April 8, 2014
During the NAB Show, thousands of companies descend on Las Vegas. Perhaps one of the smallest is a three-man startup called Eyeris, that aims to change the way we gather data about consumer preference. Featured by the SPROCKIT program, a new venue co-sponsored by NAB that aims to highlight nascent tech companies that may have a big impact on the entertainment industry, Eyeris tracks viewer response to motion picture content using clever software and the cameras already embedded in the the devices most of us carry.
The basis of the technology is emotion recognition, a process which uses digital imaging to create a moving map of the human face, in a technique similar to that used in so-called “performance capture” technology that has recently enabled filmmakers to lend such lifelike performances to digital characters onscreen.
Emotion capture records the movements of the human face, and by comparing them to a known library of facial expressions, is able to plot the variations of a number of emotions, including joy, disgust, surprise, and others.
The technology may sound a bit far-fetched, but just a few minutes toying with a demonstration version left this reporter both surprised and impressed with its accuracy. Though hardly foolproof, Eyeris seems fairly capable of giving a decent approximation of what emotion a viewer is portraying. (Whether or not that portrayal is in fact a true representation of emotion is a far more complicated question, and one on which great sums of money are daily won and lost at poker tables in this city). The skeptical reader may see an online version of the demonstration here.
Currently, the program requires that a viewer consume content on a device with an embedded user-facing camera (like a laptop or tablet), or using a large device like a television with a connected webcam. In either case, the user must grant permission before the software can operate.

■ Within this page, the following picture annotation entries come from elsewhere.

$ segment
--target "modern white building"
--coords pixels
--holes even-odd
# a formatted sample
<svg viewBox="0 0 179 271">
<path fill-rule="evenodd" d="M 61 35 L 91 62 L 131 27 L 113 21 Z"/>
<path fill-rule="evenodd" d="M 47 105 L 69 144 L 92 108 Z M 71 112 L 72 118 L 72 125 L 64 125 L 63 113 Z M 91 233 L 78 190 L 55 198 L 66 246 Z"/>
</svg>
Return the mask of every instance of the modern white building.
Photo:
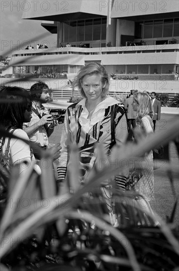
<svg viewBox="0 0 179 271">
<path fill-rule="evenodd" d="M 82 66 L 96 61 L 122 78 L 178 79 L 178 0 L 34 2 L 26 2 L 23 18 L 45 21 L 42 27 L 57 33 L 57 46 L 36 49 L 34 42 L 34 50 L 15 52 L 10 63 L 14 73 L 50 68 L 73 77 Z"/>
</svg>

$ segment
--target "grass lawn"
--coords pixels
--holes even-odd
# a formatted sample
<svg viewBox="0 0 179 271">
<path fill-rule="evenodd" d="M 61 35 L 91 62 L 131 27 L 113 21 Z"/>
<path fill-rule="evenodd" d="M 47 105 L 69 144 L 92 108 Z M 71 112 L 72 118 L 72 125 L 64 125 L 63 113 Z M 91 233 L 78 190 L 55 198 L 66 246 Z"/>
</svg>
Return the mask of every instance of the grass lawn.
<svg viewBox="0 0 179 271">
<path fill-rule="evenodd" d="M 156 130 L 167 129 L 168 125 L 173 116 L 163 114 L 159 121 L 157 122 Z M 60 124 L 55 128 L 54 133 L 49 139 L 51 143 L 60 142 L 61 132 L 64 124 Z M 172 163 L 179 166 L 179 157 L 175 146 L 171 143 L 170 146 L 170 155 Z M 170 216 L 174 204 L 174 197 L 171 189 L 171 185 L 166 170 L 159 169 L 154 171 L 155 200 L 151 202 L 152 209 L 161 217 L 165 219 L 166 216 Z M 174 180 L 175 190 L 177 196 L 179 194 L 179 179 L 176 177 Z M 174 222 L 179 224 L 179 203 L 178 203 Z"/>
</svg>

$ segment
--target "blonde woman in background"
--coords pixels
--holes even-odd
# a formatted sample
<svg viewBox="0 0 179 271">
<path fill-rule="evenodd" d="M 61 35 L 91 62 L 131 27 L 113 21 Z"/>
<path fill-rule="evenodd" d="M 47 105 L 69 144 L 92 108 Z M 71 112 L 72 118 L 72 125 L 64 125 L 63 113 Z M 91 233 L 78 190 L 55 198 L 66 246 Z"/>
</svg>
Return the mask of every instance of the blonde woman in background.
<svg viewBox="0 0 179 271">
<path fill-rule="evenodd" d="M 132 106 L 133 110 L 136 111 L 135 130 L 143 130 L 147 137 L 149 134 L 153 132 L 152 119 L 153 116 L 153 111 L 149 96 L 145 93 L 134 93 Z M 137 136 L 136 139 L 137 141 Z M 152 151 L 151 150 L 149 152 L 146 153 L 144 157 L 146 162 L 146 166 L 142 169 L 141 177 L 134 185 L 132 189 L 143 196 L 145 200 L 142 198 L 137 199 L 140 200 L 141 206 L 143 207 L 145 206 L 147 207 L 146 203 L 143 202 L 143 201 L 147 201 L 149 204 L 149 210 L 152 211 L 149 202 L 154 200 Z"/>
</svg>

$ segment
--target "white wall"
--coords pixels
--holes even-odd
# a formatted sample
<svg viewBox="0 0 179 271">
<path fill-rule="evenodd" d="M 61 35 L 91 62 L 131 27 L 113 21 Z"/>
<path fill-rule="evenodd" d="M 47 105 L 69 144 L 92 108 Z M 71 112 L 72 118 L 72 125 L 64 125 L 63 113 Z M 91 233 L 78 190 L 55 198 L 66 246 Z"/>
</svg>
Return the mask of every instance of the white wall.
<svg viewBox="0 0 179 271">
<path fill-rule="evenodd" d="M 121 35 L 134 35 L 135 22 L 128 20 L 118 19 L 116 46 L 120 46 Z"/>
</svg>

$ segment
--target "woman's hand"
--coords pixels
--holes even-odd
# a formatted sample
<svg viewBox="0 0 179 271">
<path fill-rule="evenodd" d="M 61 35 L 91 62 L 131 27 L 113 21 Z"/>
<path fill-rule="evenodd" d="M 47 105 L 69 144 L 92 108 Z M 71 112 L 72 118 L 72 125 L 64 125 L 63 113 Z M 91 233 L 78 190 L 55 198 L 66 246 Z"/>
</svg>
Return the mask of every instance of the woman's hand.
<svg viewBox="0 0 179 271">
<path fill-rule="evenodd" d="M 38 122 L 40 126 L 42 126 L 46 123 L 49 123 L 51 124 L 53 122 L 53 118 L 52 117 L 52 115 L 50 114 L 46 114 L 43 116 L 41 118 Z"/>
<path fill-rule="evenodd" d="M 51 157 L 53 158 L 53 160 L 56 160 L 60 156 L 60 149 L 61 147 L 60 146 L 60 143 L 57 143 L 55 144 L 52 147 L 51 146 L 51 144 L 50 143 L 47 146 L 46 151 L 48 152 L 48 154 L 49 154 Z"/>
</svg>

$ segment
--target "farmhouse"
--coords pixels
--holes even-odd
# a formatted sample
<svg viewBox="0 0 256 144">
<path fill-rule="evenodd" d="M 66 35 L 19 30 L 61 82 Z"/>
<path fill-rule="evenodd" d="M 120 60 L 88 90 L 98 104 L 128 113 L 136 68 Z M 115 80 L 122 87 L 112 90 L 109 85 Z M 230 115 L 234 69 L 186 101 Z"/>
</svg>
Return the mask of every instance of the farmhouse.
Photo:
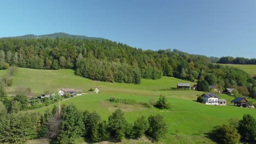
<svg viewBox="0 0 256 144">
<path fill-rule="evenodd" d="M 248 100 L 243 97 L 236 97 L 235 99 L 231 101 L 234 103 L 234 105 L 240 107 L 247 107 Z"/>
<path fill-rule="evenodd" d="M 190 83 L 178 83 L 177 84 L 177 88 L 190 88 Z"/>
<path fill-rule="evenodd" d="M 71 95 L 82 95 L 82 90 L 75 89 L 74 88 L 61 88 L 58 89 L 58 94 L 63 96 L 67 93 L 69 93 Z"/>
<path fill-rule="evenodd" d="M 225 99 L 219 99 L 218 103 L 219 105 L 226 105 L 226 101 Z"/>
<path fill-rule="evenodd" d="M 214 93 L 205 93 L 202 96 L 206 105 L 218 105 L 219 95 Z"/>
<path fill-rule="evenodd" d="M 228 94 L 232 95 L 234 90 L 235 90 L 235 88 L 225 88 L 225 90 L 222 92 L 222 93 L 225 93 L 225 94 Z"/>
</svg>

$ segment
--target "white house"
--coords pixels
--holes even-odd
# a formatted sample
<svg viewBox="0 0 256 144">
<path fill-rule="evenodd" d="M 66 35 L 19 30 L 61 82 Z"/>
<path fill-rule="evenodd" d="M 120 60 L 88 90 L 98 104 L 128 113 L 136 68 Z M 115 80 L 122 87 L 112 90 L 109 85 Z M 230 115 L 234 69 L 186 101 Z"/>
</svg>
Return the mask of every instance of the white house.
<svg viewBox="0 0 256 144">
<path fill-rule="evenodd" d="M 225 99 L 219 99 L 218 103 L 219 105 L 226 105 L 226 101 Z"/>
<path fill-rule="evenodd" d="M 75 89 L 73 88 L 62 88 L 58 89 L 58 94 L 61 96 L 67 94 L 69 93 L 71 95 L 73 96 L 74 95 L 82 95 L 82 90 Z"/>
<path fill-rule="evenodd" d="M 202 95 L 206 105 L 218 105 L 219 95 L 214 93 L 205 93 Z"/>
</svg>

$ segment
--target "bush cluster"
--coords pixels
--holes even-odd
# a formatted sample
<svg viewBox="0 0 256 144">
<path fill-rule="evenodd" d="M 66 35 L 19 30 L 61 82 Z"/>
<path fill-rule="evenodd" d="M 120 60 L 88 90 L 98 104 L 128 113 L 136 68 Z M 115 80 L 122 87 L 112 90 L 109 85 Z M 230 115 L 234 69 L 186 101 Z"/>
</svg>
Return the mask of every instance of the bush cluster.
<svg viewBox="0 0 256 144">
<path fill-rule="evenodd" d="M 0 102 L 0 142 L 22 143 L 27 140 L 48 138 L 53 143 L 73 143 L 79 137 L 100 142 L 114 139 L 120 141 L 125 137 L 139 139 L 145 134 L 158 141 L 167 133 L 164 117 L 139 117 L 129 123 L 119 109 L 101 121 L 95 111 L 82 112 L 73 104 L 54 106 L 44 115 L 37 113 L 7 113 Z"/>
</svg>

Those two hurdles may prove major obstacles for widespread adoption, though the developers argue that even a small population of people using the software would still represent a considerably larger and more accurate sample than current methods offer.
The developers say the software is also able to accurately determine (or verify) demographic informations, like age or gender. The goal, say the inventors, is to provide real-time audience monitoring that far exceeds the accuracy of current methods like focus groups or real-time audience polling. The product is being developed primarily for the entertainment market, but if successful, would likely find other applications, particularly in the evaluation and analysis of political advertising.